Das SGB V schließe gerade nicht aus, dass Versicherte und ihre Partner zusätzlich zu ihrem Anspruch aus dem SGB einen weiteren Anspruch gegen eine private Versicherung haben können. Wenn es Überschneidungen gebe, könnten die Eheleute wählen. Aber: Eine Überschneidung von Leistungen liegt laut BSG erst dann vor, wenn es zu einer Kostenerstattung von mehr als 100 Prozent kommt. 

Ist wie hier der Ehepartner der gesetzlich versicherten Patientin unfruchtbar, begründet dies einen eigenen Versicherungsfall für die gesetzlich Versicherte, obwohl die Ursache der Kinderlosigkeit nicht bei ihr liegt. Ansprüche gegen die private Versicherung bestehen dagegen nur bei Krankheit des Versicherten, diese übernimmt aber auch die Kosten auf Seiten des eigentlich gesunden Partners. Bei Ehepartnern, die verschiedenen Versicherungssystemen angehören, kann es so zu Überschneidungen, aber auch Lücken im Versicherungsschutz kommen.

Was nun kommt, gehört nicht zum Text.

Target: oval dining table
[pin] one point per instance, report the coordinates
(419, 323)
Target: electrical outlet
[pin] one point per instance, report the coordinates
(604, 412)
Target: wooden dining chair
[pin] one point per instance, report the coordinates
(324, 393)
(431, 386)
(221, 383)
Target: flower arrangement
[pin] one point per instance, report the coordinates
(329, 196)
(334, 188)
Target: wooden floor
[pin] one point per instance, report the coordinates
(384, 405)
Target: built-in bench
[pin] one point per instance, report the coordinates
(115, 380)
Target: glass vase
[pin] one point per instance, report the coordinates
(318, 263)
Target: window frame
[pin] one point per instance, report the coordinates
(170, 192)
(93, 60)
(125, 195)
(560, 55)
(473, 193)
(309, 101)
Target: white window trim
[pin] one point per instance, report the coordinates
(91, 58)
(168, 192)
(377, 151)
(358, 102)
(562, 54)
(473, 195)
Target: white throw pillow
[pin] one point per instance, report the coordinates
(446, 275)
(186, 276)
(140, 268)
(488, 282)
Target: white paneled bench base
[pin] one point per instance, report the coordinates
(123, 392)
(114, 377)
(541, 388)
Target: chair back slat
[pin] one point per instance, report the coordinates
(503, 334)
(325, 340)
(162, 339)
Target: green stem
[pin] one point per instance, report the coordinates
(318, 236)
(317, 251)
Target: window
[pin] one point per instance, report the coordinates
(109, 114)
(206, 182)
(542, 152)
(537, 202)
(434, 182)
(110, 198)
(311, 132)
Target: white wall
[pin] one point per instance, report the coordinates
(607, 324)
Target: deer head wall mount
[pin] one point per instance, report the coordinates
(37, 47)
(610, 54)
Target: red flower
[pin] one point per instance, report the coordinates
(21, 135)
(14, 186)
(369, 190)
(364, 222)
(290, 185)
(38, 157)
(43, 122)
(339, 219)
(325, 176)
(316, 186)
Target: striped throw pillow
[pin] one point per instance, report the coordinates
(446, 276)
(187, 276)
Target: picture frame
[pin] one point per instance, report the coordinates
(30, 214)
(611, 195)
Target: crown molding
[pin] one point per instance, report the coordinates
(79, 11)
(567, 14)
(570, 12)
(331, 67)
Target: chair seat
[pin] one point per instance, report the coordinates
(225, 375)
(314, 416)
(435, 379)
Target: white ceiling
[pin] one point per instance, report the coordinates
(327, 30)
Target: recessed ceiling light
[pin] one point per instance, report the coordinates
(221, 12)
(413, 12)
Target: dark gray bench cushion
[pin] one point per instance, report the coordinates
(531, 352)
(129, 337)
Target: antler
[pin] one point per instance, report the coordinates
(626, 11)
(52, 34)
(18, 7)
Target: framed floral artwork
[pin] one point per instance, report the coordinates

Kostenerstattung bei Kinderwunschbehandlung

Ist ein Ehepartner privat, der andere gesetzlich versichert, treffen zwei unterschiedliche Systeme aufeinander: Der Anspruch in der GKV ist auf Herbeiführung einer Schwangerschaft als Sachleistung gerichtet. Auf eine Krankheit des Versicherten kommt es nicht an, die Unfruchtbarkeit des Paares löst den Versicherungsfall aus. Der Anspruch umfasst aber nur Maßnahmen, die beim Versicherten selbst durchgeführt werden. Der Anspruch in der privaten Krankenversicherung ist dagegen auf eine Kostenübernahme gerichtet. Es muss eine Krankheit des Versicherten vorliegen. Umfasst werden hier auch Behandlungsmaßnahmen beim Partner.